Campbell, who served during the Clinton administration, gave the Bush administration high marks for its response to the crisis this week. But he said the administration should have tried a different approach earlier.

“The biggest problem has been a reluctance to engage [North Korea] diplomatically,” he said. The administration, he said, seems to “worry that by talking to them at a very high level, that we are somehow blessing … a reprehensible regime.”

Secretary of State Condoleezza Rice and other Bush aides ruled out direct talks, saying the Clinton administration had tried it and failed.

“The United States tried direct dialogue with the North Koreans in the ’90s. And that resulted in the North Koreans signing on to agreements that they then didn’t keep,” Rice said in an interview on CNN.

She referred to a 1994 deal known as the Agreed Framework, under which North Korea’s known nuclear program, involving plutonium, was frozen. The United States said the North cheated on the deal by pursuing a second, covert program based on uranium enrichment.

Rice said the United States is now in a stronger position to deal with North Korea because Japan, South Korea and, especially, China are prepared to take united action against the country.

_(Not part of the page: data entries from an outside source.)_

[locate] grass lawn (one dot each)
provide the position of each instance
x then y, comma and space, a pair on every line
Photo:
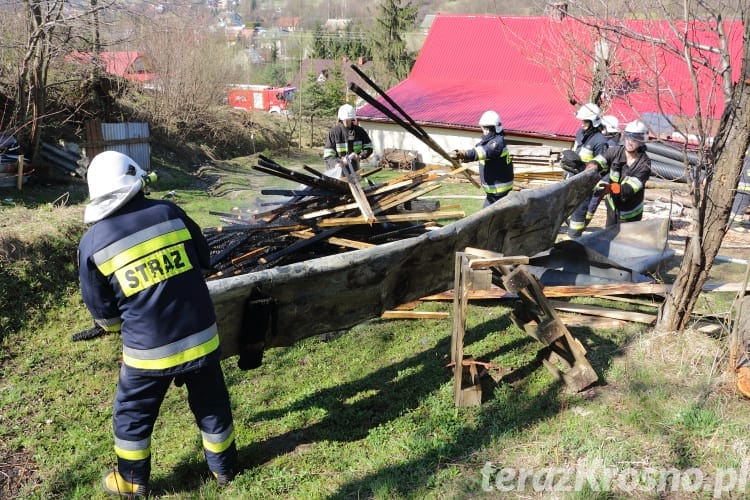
366, 413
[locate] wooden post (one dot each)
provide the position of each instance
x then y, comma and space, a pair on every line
19, 181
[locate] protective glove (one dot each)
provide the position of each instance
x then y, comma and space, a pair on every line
571, 162
457, 154
602, 188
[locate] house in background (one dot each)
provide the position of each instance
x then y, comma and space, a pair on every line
323, 67
126, 64
525, 69
288, 23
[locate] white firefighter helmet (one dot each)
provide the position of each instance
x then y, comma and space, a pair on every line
636, 131
490, 119
611, 124
590, 112
347, 112
113, 179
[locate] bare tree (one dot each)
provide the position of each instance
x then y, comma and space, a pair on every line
698, 38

Many State Department experts argue that a tough approach plays into Kim’s hands and further isolation is unlikely to matter to the world’s most isolated country.

The U.S.-proposed sanctions would bar imports and exports of arms, nuclear- and missile-related material and luxury goods to North Korea and would authorize inspections of inbound and outbound cargo by third countries.

Japan, which has historical enmity with North Korea, has proposed even tougher measures, including broad trade sanctions, refusing to allow North Korean ships and planes to enter other countries and banning travel by top North Korean government officials.

China is unlikely to go that far. China and North Korea have had close relations as communist neighbors, and Kim has visited China to learn about its economic policies.

Republican Sen. John McCain, meanwhile, accused former President Clinton, the husband of McCain’s potential 2008 White House rival, of failing to act in the 1990s to stop North Korea from developing nuclear weapons.

“I would remind Senator [Hillary] Clinton and other Democrats critical of the Bush administration’s policies that the framework agreement her husband’s administration negotiated was a failure,” McCain said at a news conference.

“The Koreans received millions and millions in energy assistance. They’ve diverted millions of dollars of food assistance to their military,” he said.

Sen. Clinton’s spokesman dismissed McCain’s criticism and said it was time for a new North Korea policy from Bush.

Material from the Chicago Tribune and The Associated Press is included in this report.